Metaphysics: not science

Metaphysics is a dark ocean without shores or lighthouse, strewn with many a philosophic wreck.

Immanuel Kant

Metaphysics is really the branch of philosophy that contemplates the questions of existence, being, the origin of the Universe and similar questions. Unfortunately, the term has also been perverted to mean spiritualism, magic and “experiences beyond physics”.

Let us look at the dictionary definition:

  1. the branch of philosophy that treats of first principles, includes ontology and cosmology, and is intimately connected with epistemology.
  2. philosophy, especially in its more abstruse branches.
  3. the underlying theoretical principles of a subject or field of inquiry.

which we adapt from Dictionary.com

Why it is not science

On the face of it metaphysics seem to be very similar to science.
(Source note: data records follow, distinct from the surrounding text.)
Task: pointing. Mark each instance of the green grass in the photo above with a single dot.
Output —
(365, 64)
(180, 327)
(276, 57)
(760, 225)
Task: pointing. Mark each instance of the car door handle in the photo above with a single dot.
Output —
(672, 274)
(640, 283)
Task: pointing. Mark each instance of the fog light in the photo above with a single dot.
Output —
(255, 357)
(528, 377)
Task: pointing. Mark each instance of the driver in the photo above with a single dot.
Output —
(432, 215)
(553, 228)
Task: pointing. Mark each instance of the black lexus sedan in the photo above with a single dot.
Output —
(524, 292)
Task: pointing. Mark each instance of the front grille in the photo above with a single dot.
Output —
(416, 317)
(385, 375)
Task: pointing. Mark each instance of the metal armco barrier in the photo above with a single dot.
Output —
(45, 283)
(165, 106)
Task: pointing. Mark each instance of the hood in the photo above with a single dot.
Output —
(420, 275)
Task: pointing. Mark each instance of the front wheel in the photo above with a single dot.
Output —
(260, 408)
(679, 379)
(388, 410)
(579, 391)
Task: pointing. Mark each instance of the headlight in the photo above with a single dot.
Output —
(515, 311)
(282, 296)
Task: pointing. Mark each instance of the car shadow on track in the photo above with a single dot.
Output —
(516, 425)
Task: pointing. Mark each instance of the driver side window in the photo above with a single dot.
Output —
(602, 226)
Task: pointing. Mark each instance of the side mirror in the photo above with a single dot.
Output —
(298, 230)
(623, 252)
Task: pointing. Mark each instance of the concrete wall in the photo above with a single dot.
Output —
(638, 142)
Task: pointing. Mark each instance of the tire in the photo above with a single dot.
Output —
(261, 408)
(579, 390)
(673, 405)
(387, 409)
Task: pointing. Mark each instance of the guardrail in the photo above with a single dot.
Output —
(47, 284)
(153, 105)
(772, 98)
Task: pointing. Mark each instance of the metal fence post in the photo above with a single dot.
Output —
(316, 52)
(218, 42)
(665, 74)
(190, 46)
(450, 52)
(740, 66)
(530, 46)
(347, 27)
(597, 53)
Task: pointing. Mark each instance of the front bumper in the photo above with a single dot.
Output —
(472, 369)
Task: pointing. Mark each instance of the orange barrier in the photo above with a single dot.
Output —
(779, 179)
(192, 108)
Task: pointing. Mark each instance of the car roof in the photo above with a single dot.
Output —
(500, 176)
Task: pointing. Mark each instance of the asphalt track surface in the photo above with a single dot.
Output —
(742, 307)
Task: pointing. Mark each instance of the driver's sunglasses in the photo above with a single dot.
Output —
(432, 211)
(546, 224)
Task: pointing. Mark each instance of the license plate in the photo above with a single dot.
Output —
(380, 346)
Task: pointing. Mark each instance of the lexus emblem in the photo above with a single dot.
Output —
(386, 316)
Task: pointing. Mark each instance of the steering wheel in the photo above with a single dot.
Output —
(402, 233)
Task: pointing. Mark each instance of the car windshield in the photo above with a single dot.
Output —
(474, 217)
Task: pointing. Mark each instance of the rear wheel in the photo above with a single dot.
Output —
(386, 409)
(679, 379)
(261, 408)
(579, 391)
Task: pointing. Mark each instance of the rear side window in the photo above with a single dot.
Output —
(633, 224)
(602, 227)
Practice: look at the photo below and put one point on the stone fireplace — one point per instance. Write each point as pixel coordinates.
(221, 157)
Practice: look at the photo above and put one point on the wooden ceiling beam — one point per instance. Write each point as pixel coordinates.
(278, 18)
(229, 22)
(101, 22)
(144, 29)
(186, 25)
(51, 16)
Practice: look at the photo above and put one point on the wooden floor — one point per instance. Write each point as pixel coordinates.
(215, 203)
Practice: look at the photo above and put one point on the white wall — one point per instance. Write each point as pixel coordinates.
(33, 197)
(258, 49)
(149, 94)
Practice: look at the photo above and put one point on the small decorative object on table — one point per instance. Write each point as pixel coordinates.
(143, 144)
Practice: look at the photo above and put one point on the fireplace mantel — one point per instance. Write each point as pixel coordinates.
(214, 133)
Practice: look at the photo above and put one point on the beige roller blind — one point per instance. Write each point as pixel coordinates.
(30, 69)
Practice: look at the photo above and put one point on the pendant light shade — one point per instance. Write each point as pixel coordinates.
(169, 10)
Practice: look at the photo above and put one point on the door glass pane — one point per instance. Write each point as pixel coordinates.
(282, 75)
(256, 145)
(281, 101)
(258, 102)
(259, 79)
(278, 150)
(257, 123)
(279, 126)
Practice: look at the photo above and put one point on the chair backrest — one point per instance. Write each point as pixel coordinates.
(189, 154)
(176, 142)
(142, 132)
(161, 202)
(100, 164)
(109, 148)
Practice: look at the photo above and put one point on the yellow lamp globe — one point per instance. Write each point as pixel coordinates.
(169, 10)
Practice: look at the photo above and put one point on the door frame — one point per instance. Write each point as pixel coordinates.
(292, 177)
Both subjects want to understand the natural world around us.

The big difference is that science is based on empirical evidence. Science is about exploring the world around us and putting our theories to the test by making empirical predictions. A theory is only scientific if it, at least in principle, makes predictions that we can test.

This is very closely related to the scientific method, which serves as a guideline to scientific thinking. Simplified the scientific method is

  1. Observation: use your experience of the world. Consider some phenomena.
  2. Theory: make some mathematical theory that explains the said phenomena.
  3. Prediction: use your mathematical theory to make predictions beyond the initial phenomena.
  4. Test: you now look for the predicted phenomena. If you don’t find it you go back to step 2.

The above is of course over simplified and idealistic. The point is one has to make clear predictions that can be tested.

Metaphysics fails here

Metaphysics is not constrained in this way. Metaphysical ideas cannot usually be put to the test via empirical evidence. This means they cannot be falsified. Importantly this means that differing positions in metaphysics cannot be supported or refuted based on experimental evidence.

Therefore, metaphysics requires some belief. You can argue a metaphysical position based on your opinion and maybe some philosophical consequences of this position. However, you could never appeal to experimental or observational evidence. If you could, it would be science!

The lesson for us all

So, when people make claims that they have a theory of everything or a theory of the atom based on high school mathematics or any thing similar you must ask yourself “is it science?”

By this I mean they should have a mathematical framework in which one can make calculations of physical phenomena that can, at least in principle be tested.

If this is not the case then at best it is metaphysics, at worse pseudoscience.

When he to whom one speaks does not understand, and he who speaks himself does not understand, that is metaphysics.